When the remap doesn't help

  • Ad-hoc / OLAP traffic. Each query is unique. When the pool cache is full, each new query shape must find an old entry to evict with an O(N) scan. Disable prepared-statement remapping with prepared_statements: false if the instance only serves this traffic.
  • Single-statement scripts. A connect → Parse → 1 Bind → disconnect pattern doesn't accumulate enough hits to repay the bookkeeping. The overhead per Parse is small (~700 ns) but measurable.
  • Async drivers in pipeline mode. Each session gets a unique DOORMAN_async_<N> name to avoid name collisions between in-flight operations, so the server cache can't reuse entries across sessions. The pool-level cache still shares the query text across sessions; the backend planner still runs once per session.

Track effectiveness with rate(pg_doorman_servers_prepared_hits_total[5m]) and rate(pg_doorman_servers_prepared_misses_total[5m]). A sustained miss share above 30 % means the remap is spending CPU and memory without enough backend plan reuse. Either disable it or raise prepared_statements_cache_size.

How other poolers handle this

PoolerParse/plan cache for anonymous prepared statements
PgDoormanYes: transparent remap to DOORMAN_<N>
PgBouncer 1.21+No: named only, anonymous forwarded unchanged
OdysseyNo: named only, pool_reserve_prepared_statement
PgCatNo: named only

PgBouncer added prepared-statement support in 1.21, but limited it to named statements: an anonymous Parse is forwarded as-is and each Bind re-runs the planner. Odyssey's pool_reserve_prepared_statement requires named statements; it does nothing for anonymous traffic. PgCat behaves the same way.

In this comparison, only PgDoorman caches anonymous Parse.

Configuration

SettingDefaultEffect
prepared_statementstrueEnables prepared-statement remapping and caching. Set false to disable the feature.
prepared_statements_cache_size8192Pool-level cache size in entries. Must be greater than 0 while prepared_statements is true.
server_prepared_statements_cache_sizeinherits prepared_statements_cache_sizePer-backend LRU size for DOORMAN_<N> names. 0 disables backend retention but not the pool-level remap.
client_anonymous_prepared_cache_sizeinherits prepared_statements_cache_sizePer-client Anonymous LRU size. 0 means unlimited. Named is unbounded.

The Named part of the per-client cache is always unlimited and is not affected by client_anonymous_prepared_cache_size.

To disable prepared-statement remapping entirely (rare, for OLAP-only deployments):

general:
  prepared_statements: false

There is no separate anonymous-only switch.

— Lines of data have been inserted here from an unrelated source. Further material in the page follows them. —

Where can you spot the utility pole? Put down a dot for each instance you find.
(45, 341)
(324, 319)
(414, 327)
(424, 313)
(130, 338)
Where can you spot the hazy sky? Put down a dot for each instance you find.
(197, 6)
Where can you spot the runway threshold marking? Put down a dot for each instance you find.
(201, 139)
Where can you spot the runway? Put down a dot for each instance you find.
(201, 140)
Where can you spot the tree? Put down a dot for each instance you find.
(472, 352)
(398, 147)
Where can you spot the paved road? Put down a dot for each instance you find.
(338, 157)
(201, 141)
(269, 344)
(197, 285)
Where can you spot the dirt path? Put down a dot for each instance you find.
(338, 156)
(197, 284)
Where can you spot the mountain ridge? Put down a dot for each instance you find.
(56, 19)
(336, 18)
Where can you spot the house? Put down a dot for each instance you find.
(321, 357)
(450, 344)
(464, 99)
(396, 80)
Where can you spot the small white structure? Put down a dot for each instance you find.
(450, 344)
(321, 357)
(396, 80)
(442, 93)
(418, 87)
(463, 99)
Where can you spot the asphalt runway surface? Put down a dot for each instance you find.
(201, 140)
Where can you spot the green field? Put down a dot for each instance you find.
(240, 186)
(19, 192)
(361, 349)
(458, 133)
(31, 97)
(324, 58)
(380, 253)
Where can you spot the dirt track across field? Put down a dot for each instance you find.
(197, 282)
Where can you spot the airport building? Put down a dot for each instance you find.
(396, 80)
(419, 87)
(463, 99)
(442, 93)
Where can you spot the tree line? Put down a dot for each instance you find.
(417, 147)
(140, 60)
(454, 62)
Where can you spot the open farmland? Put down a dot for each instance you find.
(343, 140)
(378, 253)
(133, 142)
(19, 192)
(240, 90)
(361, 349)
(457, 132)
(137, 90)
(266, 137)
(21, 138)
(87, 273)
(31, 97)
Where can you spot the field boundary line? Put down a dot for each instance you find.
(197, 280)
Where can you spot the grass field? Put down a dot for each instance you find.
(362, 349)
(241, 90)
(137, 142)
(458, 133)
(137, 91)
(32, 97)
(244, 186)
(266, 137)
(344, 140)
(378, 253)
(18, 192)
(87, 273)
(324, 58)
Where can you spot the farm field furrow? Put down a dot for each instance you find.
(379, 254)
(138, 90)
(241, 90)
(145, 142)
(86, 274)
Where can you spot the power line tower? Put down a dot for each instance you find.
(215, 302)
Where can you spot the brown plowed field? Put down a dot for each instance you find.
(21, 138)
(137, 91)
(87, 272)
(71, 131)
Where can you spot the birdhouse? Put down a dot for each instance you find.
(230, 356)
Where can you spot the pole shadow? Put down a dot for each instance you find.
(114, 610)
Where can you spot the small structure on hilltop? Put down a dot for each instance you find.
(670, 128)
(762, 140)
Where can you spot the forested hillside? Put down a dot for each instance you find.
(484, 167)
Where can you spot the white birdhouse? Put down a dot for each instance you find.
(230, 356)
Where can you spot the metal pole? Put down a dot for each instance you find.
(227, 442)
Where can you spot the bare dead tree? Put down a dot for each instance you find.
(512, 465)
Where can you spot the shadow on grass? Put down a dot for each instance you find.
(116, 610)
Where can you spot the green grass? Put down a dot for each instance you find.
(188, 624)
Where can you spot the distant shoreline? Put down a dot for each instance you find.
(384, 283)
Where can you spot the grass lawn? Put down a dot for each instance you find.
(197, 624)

Do not use prepared_statements_cache_size: 0 as the disable switch: pg_doorman rejects that general config while prepared_statements is enabled.

Differences from PostgreSQL semantics

The remap changes a few protocol-level behaviours that strict applications may rely on:

  • The same anonymous Parse issued twice does not discard the previous one. Each (query, param_types) lives independently in the pool cache under a separate DOORMAN_<N>.
  • Close with an empty name is a no-op for PgDoorman's caches. The underlying DOORMAN_<N> lives until pool-level LRU evicts it or the pool shuts down.
  • PostgreSQL's custom/generic plan decision is shared by all clients using the same DOORMAN_<N>. A named statement starts with custom plans; after five custom executions PostgreSQL may switch to a generic plan if its estimated cost is close enough. With PgDoorman, those executions can come from different clients, so a generic-plan decision can reflect mixed parameter distributions.

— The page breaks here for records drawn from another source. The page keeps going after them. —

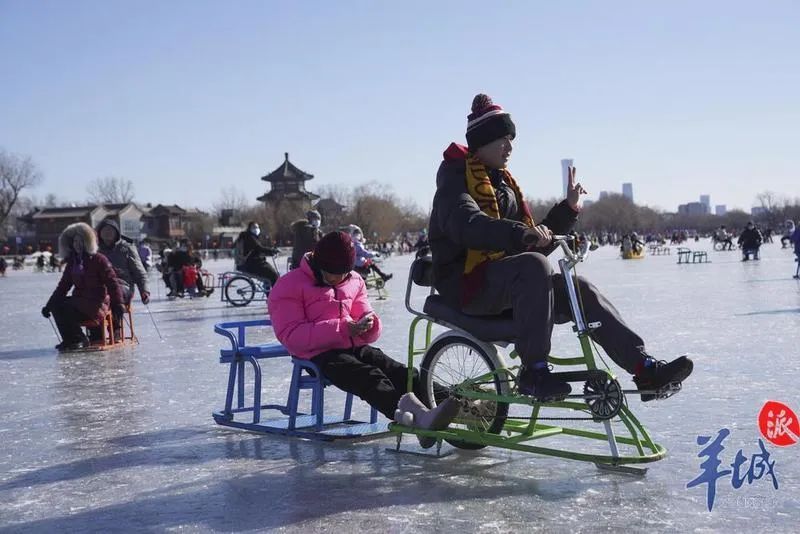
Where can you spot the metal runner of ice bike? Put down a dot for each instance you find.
(240, 288)
(465, 360)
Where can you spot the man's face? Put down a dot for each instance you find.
(77, 244)
(108, 235)
(495, 155)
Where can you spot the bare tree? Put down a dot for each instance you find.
(16, 174)
(341, 194)
(110, 190)
(231, 198)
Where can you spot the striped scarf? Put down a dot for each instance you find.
(479, 187)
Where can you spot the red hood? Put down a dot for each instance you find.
(455, 152)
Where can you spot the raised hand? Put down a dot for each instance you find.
(574, 190)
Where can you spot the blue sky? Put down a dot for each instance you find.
(188, 97)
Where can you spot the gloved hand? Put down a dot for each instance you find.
(118, 309)
(538, 236)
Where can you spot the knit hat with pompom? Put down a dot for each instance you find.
(335, 253)
(487, 122)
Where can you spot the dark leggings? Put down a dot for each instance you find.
(368, 373)
(68, 319)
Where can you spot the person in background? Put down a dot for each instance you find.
(96, 290)
(788, 230)
(795, 239)
(252, 255)
(365, 259)
(128, 267)
(146, 255)
(306, 234)
(750, 241)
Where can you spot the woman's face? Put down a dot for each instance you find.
(108, 235)
(77, 244)
(333, 279)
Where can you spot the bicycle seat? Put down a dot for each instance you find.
(486, 328)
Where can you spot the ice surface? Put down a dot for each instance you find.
(124, 440)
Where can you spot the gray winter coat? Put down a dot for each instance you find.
(457, 224)
(124, 258)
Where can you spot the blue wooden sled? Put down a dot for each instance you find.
(247, 413)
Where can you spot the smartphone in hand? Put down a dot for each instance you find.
(365, 318)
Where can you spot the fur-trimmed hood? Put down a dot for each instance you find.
(84, 231)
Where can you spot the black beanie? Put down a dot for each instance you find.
(487, 122)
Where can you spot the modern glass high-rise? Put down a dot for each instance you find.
(627, 191)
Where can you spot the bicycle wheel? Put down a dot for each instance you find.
(450, 362)
(240, 291)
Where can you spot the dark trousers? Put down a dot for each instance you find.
(364, 271)
(262, 269)
(68, 320)
(368, 373)
(526, 284)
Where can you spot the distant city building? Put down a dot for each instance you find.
(627, 191)
(693, 208)
(565, 164)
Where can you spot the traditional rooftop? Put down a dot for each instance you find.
(287, 172)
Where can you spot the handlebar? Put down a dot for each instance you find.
(563, 241)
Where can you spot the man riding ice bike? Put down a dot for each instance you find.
(489, 256)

Applications that depend on PostgreSQL's "anonymous Parse discards the previous one" semantics should switch to named statements with explicit Close.

Tuning

Sizing the cache

PgDoorman's prepared-statement cache has three layers, governed by three related config knobs:

  • prepared_statements_cache_size (default 8192) sizes the pool-level shared cache — one map per pool, keyed by query hash. This is the upper bound on distinct query shapes the pool will remember across all clients. Approximate LRU; eviction is O(N) over the whole map and never sends Close to a backend (other clients may still hold the Arc).
  • server_prepared_statements_cache_size (default: inherits from prepared_statements_cache_size) sizes the per-backend cache — one LRU per backend connection, keyed by DOORMAN_<N> name. This is the upper bound on distinct prepared statements PgDoorman will let a single PostgreSQL backend hold. True LRU (O(1)); eviction queues a Close message for the backend, sent on the next Sync or Flush — your pg_prepared_statements view may temporarily show more rows than the cap until the next Sync arrives.
  • client_anonymous_prepared_cache_size (default: inherits from prepared_statements_cache_size) sizes the per-client Anonymous LRU. Set to 0 to disable the LRU and use an unlimited map; set to a number to bound the per-client cache independently of the pool size.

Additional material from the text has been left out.